All of the above have a positive bearing on prognosis. The osteopath should study his technique well. He will find that it gradually changes and improves from year to year. In a word, as he gains in experience he will become more skillful by giving careful attention to the development of the sense of touch, by noting the resistance of the tissues, and a score of details that are very hard to describe but the sum total of which determines and indicates the successful osteopath.
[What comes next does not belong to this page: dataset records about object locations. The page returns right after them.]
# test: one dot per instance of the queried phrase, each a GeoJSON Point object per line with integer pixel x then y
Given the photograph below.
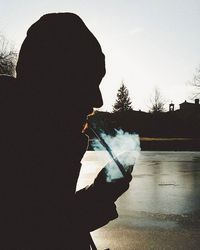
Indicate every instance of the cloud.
{"type": "Point", "coordinates": [136, 31]}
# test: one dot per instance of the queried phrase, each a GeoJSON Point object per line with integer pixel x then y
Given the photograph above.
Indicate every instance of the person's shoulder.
{"type": "Point", "coordinates": [7, 87]}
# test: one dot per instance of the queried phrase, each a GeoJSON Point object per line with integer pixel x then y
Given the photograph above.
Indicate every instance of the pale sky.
{"type": "Point", "coordinates": [147, 43]}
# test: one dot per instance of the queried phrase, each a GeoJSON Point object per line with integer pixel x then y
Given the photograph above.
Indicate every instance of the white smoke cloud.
{"type": "Point", "coordinates": [125, 147]}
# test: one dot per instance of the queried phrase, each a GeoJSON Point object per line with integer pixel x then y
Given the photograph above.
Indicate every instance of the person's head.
{"type": "Point", "coordinates": [61, 60]}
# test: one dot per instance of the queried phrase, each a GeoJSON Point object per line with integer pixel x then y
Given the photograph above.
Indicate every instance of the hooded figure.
{"type": "Point", "coordinates": [43, 112]}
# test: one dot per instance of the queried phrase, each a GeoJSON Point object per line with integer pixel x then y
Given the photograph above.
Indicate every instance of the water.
{"type": "Point", "coordinates": [164, 197]}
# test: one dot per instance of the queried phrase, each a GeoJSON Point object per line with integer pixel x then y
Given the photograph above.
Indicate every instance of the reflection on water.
{"type": "Point", "coordinates": [163, 182]}
{"type": "Point", "coordinates": [161, 210]}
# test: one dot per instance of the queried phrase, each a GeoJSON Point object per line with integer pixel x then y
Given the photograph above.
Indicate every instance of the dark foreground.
{"type": "Point", "coordinates": [161, 210]}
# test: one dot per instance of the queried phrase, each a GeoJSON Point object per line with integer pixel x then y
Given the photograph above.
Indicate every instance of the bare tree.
{"type": "Point", "coordinates": [123, 101]}
{"type": "Point", "coordinates": [157, 102]}
{"type": "Point", "coordinates": [8, 57]}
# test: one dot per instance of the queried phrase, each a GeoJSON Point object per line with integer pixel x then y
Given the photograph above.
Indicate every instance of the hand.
{"type": "Point", "coordinates": [108, 190]}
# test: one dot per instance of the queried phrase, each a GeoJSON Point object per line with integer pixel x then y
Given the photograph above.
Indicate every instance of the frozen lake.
{"type": "Point", "coordinates": [163, 202]}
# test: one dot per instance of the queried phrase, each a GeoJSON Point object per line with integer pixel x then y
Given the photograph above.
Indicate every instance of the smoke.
{"type": "Point", "coordinates": [125, 146]}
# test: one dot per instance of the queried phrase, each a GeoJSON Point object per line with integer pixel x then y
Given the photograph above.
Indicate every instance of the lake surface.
{"type": "Point", "coordinates": [163, 199]}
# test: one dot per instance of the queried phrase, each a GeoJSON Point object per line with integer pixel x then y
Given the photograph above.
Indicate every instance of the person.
{"type": "Point", "coordinates": [43, 114]}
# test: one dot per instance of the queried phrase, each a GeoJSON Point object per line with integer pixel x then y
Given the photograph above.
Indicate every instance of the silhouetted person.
{"type": "Point", "coordinates": [43, 112]}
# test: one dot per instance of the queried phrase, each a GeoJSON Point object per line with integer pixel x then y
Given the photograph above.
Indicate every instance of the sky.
{"type": "Point", "coordinates": [148, 44]}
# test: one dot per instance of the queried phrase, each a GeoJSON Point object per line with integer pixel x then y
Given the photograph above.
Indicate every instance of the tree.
{"type": "Point", "coordinates": [196, 82]}
{"type": "Point", "coordinates": [123, 101]}
{"type": "Point", "coordinates": [157, 102]}
{"type": "Point", "coordinates": [8, 57]}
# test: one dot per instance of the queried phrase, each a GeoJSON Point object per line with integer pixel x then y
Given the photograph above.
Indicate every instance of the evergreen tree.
{"type": "Point", "coordinates": [8, 57]}
{"type": "Point", "coordinates": [123, 101]}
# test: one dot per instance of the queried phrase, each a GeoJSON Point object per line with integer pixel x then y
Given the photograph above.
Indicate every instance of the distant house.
{"type": "Point", "coordinates": [190, 107]}
{"type": "Point", "coordinates": [187, 107]}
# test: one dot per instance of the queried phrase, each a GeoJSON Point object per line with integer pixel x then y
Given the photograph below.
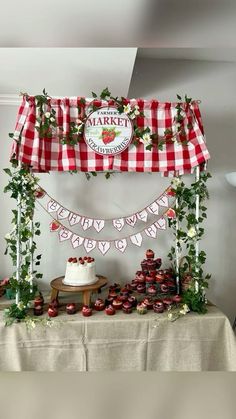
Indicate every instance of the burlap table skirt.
{"type": "Point", "coordinates": [122, 342]}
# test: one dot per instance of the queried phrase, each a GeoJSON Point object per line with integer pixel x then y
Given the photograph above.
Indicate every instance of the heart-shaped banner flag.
{"type": "Point", "coordinates": [142, 215]}
{"type": "Point", "coordinates": [98, 225]}
{"type": "Point", "coordinates": [137, 239]}
{"type": "Point", "coordinates": [163, 201]}
{"type": "Point", "coordinates": [153, 208]}
{"type": "Point", "coordinates": [54, 226]}
{"type": "Point", "coordinates": [76, 241]}
{"type": "Point", "coordinates": [131, 220]}
{"type": "Point", "coordinates": [151, 231]}
{"type": "Point", "coordinates": [118, 223]}
{"type": "Point", "coordinates": [52, 206]}
{"type": "Point", "coordinates": [62, 213]}
{"type": "Point", "coordinates": [161, 224]}
{"type": "Point", "coordinates": [121, 245]}
{"type": "Point", "coordinates": [104, 246]}
{"type": "Point", "coordinates": [89, 245]}
{"type": "Point", "coordinates": [74, 218]}
{"type": "Point", "coordinates": [64, 234]}
{"type": "Point", "coordinates": [86, 223]}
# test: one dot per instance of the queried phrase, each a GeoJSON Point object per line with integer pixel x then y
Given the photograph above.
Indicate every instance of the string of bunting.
{"type": "Point", "coordinates": [63, 213]}
{"type": "Point", "coordinates": [105, 245]}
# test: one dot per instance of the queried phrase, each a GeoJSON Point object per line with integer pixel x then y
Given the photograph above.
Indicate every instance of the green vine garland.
{"type": "Point", "coordinates": [190, 231]}
{"type": "Point", "coordinates": [23, 184]}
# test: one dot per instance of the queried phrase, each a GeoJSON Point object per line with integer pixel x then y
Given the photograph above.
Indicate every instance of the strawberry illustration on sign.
{"type": "Point", "coordinates": [54, 226]}
{"type": "Point", "coordinates": [170, 213]}
{"type": "Point", "coordinates": [107, 131]}
{"type": "Point", "coordinates": [108, 135]}
{"type": "Point", "coordinates": [39, 193]}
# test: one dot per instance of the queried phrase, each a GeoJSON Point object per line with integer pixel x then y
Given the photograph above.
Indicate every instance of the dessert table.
{"type": "Point", "coordinates": [124, 342]}
{"type": "Point", "coordinates": [57, 286]}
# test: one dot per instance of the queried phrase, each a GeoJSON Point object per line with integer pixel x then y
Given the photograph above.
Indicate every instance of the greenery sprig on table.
{"type": "Point", "coordinates": [187, 231]}
{"type": "Point", "coordinates": [22, 184]}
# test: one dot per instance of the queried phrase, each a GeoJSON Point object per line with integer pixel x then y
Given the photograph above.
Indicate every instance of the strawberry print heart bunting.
{"type": "Point", "coordinates": [118, 223]}
{"type": "Point", "coordinates": [163, 201]}
{"type": "Point", "coordinates": [98, 225]}
{"type": "Point", "coordinates": [89, 245]}
{"type": "Point", "coordinates": [74, 219]}
{"type": "Point", "coordinates": [104, 246]}
{"type": "Point", "coordinates": [52, 206]}
{"type": "Point", "coordinates": [131, 220]}
{"type": "Point", "coordinates": [64, 234]}
{"type": "Point", "coordinates": [137, 239]}
{"type": "Point", "coordinates": [54, 226]}
{"type": "Point", "coordinates": [153, 208]}
{"type": "Point", "coordinates": [86, 223]}
{"type": "Point", "coordinates": [142, 215]}
{"type": "Point", "coordinates": [121, 245]}
{"type": "Point", "coordinates": [76, 241]}
{"type": "Point", "coordinates": [161, 223]}
{"type": "Point", "coordinates": [62, 213]}
{"type": "Point", "coordinates": [151, 231]}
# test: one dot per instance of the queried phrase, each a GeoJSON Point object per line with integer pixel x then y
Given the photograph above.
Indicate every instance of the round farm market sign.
{"type": "Point", "coordinates": [107, 131]}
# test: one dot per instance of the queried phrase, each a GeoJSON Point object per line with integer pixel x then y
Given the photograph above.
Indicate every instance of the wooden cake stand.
{"type": "Point", "coordinates": [57, 286]}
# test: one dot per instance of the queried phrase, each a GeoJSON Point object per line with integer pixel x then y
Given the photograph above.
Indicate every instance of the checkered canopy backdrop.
{"type": "Point", "coordinates": [46, 154]}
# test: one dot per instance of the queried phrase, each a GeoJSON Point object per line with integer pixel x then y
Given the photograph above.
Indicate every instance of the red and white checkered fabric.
{"type": "Point", "coordinates": [46, 154]}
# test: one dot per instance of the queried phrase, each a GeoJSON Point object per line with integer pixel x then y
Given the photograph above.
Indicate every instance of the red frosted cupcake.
{"type": "Point", "coordinates": [151, 265]}
{"type": "Point", "coordinates": [99, 304]}
{"type": "Point", "coordinates": [149, 303]}
{"type": "Point", "coordinates": [141, 308]}
{"type": "Point", "coordinates": [112, 294]}
{"type": "Point", "coordinates": [38, 301]}
{"type": "Point", "coordinates": [86, 311]}
{"type": "Point", "coordinates": [127, 307]}
{"type": "Point", "coordinates": [167, 302]}
{"type": "Point", "coordinates": [38, 310]}
{"type": "Point", "coordinates": [150, 279]}
{"type": "Point", "coordinates": [52, 311]}
{"type": "Point", "coordinates": [164, 288]}
{"type": "Point", "coordinates": [141, 279]}
{"type": "Point", "coordinates": [71, 308]}
{"type": "Point", "coordinates": [122, 297]}
{"type": "Point", "coordinates": [133, 285]}
{"type": "Point", "coordinates": [144, 265]}
{"type": "Point", "coordinates": [158, 306]}
{"type": "Point", "coordinates": [158, 263]}
{"type": "Point", "coordinates": [132, 300]}
{"type": "Point", "coordinates": [141, 288]}
{"type": "Point", "coordinates": [117, 304]}
{"type": "Point", "coordinates": [150, 254]}
{"type": "Point", "coordinates": [152, 290]}
{"type": "Point", "coordinates": [110, 311]}
{"type": "Point", "coordinates": [160, 276]}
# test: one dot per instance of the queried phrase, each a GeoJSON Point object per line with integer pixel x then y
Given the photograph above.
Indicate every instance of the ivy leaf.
{"type": "Point", "coordinates": [7, 171]}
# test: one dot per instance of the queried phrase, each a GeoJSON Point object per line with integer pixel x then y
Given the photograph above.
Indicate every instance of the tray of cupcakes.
{"type": "Point", "coordinates": [152, 288]}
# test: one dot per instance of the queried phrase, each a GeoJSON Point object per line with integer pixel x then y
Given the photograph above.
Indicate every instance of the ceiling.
{"type": "Point", "coordinates": [103, 23]}
{"type": "Point", "coordinates": [65, 71]}
{"type": "Point", "coordinates": [206, 54]}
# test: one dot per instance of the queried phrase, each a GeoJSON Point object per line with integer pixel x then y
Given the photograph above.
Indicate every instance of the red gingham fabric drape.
{"type": "Point", "coordinates": [48, 154]}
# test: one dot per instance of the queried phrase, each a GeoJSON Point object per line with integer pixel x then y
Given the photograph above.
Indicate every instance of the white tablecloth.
{"type": "Point", "coordinates": [121, 342]}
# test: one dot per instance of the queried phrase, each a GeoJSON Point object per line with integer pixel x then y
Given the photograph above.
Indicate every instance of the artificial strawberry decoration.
{"type": "Point", "coordinates": [54, 226]}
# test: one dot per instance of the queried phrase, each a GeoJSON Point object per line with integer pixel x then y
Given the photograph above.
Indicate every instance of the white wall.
{"type": "Point", "coordinates": [215, 84]}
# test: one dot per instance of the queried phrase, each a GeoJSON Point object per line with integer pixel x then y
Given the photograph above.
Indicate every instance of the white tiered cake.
{"type": "Point", "coordinates": [80, 272]}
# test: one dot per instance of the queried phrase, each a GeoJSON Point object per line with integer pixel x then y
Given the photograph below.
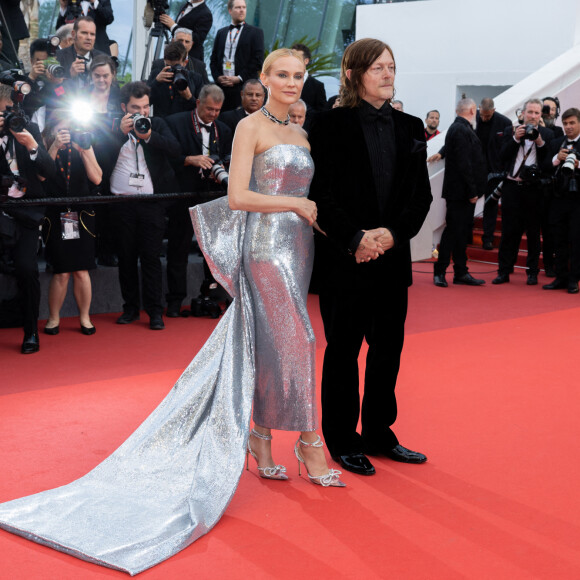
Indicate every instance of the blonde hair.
{"type": "Point", "coordinates": [280, 53]}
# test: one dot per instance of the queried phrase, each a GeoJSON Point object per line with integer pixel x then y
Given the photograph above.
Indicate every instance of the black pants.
{"type": "Point", "coordinates": [26, 265]}
{"type": "Point", "coordinates": [521, 208]}
{"type": "Point", "coordinates": [139, 227]}
{"type": "Point", "coordinates": [347, 321]}
{"type": "Point", "coordinates": [456, 236]}
{"type": "Point", "coordinates": [565, 225]}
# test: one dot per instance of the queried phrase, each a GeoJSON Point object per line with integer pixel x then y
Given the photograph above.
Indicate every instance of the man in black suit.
{"type": "Point", "coordinates": [253, 96]}
{"type": "Point", "coordinates": [100, 11]}
{"type": "Point", "coordinates": [13, 28]}
{"type": "Point", "coordinates": [313, 92]}
{"type": "Point", "coordinates": [196, 16]}
{"type": "Point", "coordinates": [200, 135]}
{"type": "Point", "coordinates": [23, 154]}
{"type": "Point", "coordinates": [166, 97]}
{"type": "Point", "coordinates": [372, 191]}
{"type": "Point", "coordinates": [185, 36]}
{"type": "Point", "coordinates": [489, 128]}
{"type": "Point", "coordinates": [238, 54]}
{"type": "Point", "coordinates": [565, 206]}
{"type": "Point", "coordinates": [77, 58]}
{"type": "Point", "coordinates": [522, 152]}
{"type": "Point", "coordinates": [143, 167]}
{"type": "Point", "coordinates": [463, 185]}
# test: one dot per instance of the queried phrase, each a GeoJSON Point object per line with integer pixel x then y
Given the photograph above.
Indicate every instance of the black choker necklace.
{"type": "Point", "coordinates": [275, 119]}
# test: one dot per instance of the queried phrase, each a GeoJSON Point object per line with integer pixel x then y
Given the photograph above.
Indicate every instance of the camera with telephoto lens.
{"type": "Point", "coordinates": [179, 77]}
{"type": "Point", "coordinates": [569, 163]}
{"type": "Point", "coordinates": [217, 169]}
{"type": "Point", "coordinates": [531, 133]}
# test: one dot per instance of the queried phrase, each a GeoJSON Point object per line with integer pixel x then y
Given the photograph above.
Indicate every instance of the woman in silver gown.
{"type": "Point", "coordinates": [171, 481]}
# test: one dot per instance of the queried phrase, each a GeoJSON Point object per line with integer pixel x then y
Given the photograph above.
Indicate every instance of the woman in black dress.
{"type": "Point", "coordinates": [69, 231]}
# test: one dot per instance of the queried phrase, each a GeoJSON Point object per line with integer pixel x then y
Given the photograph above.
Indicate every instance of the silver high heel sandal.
{"type": "Point", "coordinates": [330, 479]}
{"type": "Point", "coordinates": [276, 472]}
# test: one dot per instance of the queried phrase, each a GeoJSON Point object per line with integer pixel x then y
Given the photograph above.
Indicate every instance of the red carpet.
{"type": "Point", "coordinates": [488, 390]}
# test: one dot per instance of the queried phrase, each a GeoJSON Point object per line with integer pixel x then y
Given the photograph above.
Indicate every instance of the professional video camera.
{"type": "Point", "coordinates": [217, 169]}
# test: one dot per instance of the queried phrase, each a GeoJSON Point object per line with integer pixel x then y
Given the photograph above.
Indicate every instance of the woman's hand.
{"type": "Point", "coordinates": [307, 209]}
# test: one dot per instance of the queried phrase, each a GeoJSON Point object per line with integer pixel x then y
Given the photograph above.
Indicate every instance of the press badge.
{"type": "Point", "coordinates": [69, 225]}
{"type": "Point", "coordinates": [229, 69]}
{"type": "Point", "coordinates": [136, 179]}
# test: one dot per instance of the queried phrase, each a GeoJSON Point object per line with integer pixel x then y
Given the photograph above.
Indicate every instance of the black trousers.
{"type": "Point", "coordinates": [26, 265]}
{"type": "Point", "coordinates": [139, 229]}
{"type": "Point", "coordinates": [347, 321]}
{"type": "Point", "coordinates": [565, 226]}
{"type": "Point", "coordinates": [456, 236]}
{"type": "Point", "coordinates": [521, 208]}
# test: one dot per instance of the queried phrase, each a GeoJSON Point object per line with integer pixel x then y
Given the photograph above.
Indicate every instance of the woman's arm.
{"type": "Point", "coordinates": [240, 197]}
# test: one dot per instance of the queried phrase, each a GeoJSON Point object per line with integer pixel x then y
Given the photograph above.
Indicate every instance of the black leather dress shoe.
{"type": "Point", "coordinates": [173, 310]}
{"type": "Point", "coordinates": [30, 343]}
{"type": "Point", "coordinates": [468, 280]}
{"type": "Point", "coordinates": [128, 317]}
{"type": "Point", "coordinates": [156, 322]}
{"type": "Point", "coordinates": [501, 279]}
{"type": "Point", "coordinates": [355, 462]}
{"type": "Point", "coordinates": [404, 455]}
{"type": "Point", "coordinates": [557, 284]}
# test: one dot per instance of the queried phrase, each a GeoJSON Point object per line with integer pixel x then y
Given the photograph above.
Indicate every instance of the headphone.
{"type": "Point", "coordinates": [557, 101]}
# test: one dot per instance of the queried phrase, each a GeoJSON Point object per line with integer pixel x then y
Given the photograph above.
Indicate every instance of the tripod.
{"type": "Point", "coordinates": [161, 33]}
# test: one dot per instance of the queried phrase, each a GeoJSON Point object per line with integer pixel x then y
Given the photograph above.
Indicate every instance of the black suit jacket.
{"type": "Point", "coordinates": [249, 52]}
{"type": "Point", "coordinates": [509, 148]}
{"type": "Point", "coordinates": [199, 21]}
{"type": "Point", "coordinates": [465, 164]}
{"type": "Point", "coordinates": [182, 127]}
{"type": "Point", "coordinates": [344, 190]}
{"type": "Point", "coordinates": [162, 147]}
{"type": "Point", "coordinates": [232, 118]}
{"type": "Point", "coordinates": [102, 15]}
{"type": "Point", "coordinates": [161, 94]}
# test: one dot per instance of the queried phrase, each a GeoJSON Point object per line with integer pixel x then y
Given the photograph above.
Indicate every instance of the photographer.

Another practical point that bears upon prognosis as well as upon the health of the osteopath is the manner of giving treatment. First, the height of the treating table should correspond to the height of the practitioner. The table should be made for the practitioner and not the practitioner fitted and warped according to a certain table. Second, give part of the treatments on a treating stool. Here there is greater freedom of movement on the part of the patient, hence greater and more effective leverage can be obtained. Suit your treatment to the patient, not your patient to the treatment. Third, make your weight count for energy expended in the treatment. As soon as one set of muscles become tired substitute another set, e. g., the back muscles and the arms, the arms and the hands. Fourth, whenever possible substitute the weight of the patient for expended energy. Fifth, when lifting keep the spinal column straight; do the bending of the body at the knees. Hence a better treatment and a more favorable prognosis, and besides that new occupation neurosis, the “osteopathic back,” will be materially lessened in both severity and frequency.